Satireheft sucht Mohammed-Lookalike
Das deutsche Satiremagazin Titanic sucht im Rahmen der Frankfurter Buchmesse Menschen, die dem Propheten Mohammed ähnlich sind. Eingeladen ist auch der türkische Staatspräsident Gül.
«Natürlich darf man den Propheten niemals abbilden, aber man kann versuchen, ihm ähnlich zu sein, in Werken und Worten. Erleben Sie deshalb, wie Gläubige und Ungläubige vor Ihren Ohren die schönsten Suren vortragen. Und am Ende entscheidet dann seine Heiligkeit Swami Duchananda.» So steht es auf dem Plakat zum «Grossen Mohammed-Ähnlichkeitswettbewerb», der «Titanic-Buchmessenlesung zu Ehren des Gastlands Türkei». In der Ankündigung im letzten Titanic-Heft wird auch der türkische Staatspräsident Gül eingeladen, bei dem Wettbewerb mitzumachen.

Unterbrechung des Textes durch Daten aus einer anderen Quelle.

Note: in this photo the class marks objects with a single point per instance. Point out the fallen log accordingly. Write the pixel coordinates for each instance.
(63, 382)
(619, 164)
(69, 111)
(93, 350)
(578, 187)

In den vergangenen Jahren veranstaltete das Satiremagazin jeweils einen «Theodor-W.-Adorno-Ähnlichkeitswettbewerb». Gemäss Spiegel-Online hat der neue Wettbewerb in der Türkei bereits für Empörung gesorgt. Die Zeitung «Sabah» habe ihn gar mit der Veröffentlichung der Mohammed-Karikaturen in Dänemark verglichen, die 2005 für weltweite Unruhen sorgte.
Der Wettbewerb findet am 18. Oktober im Museum für Komische Kunst in Frankfurt statt.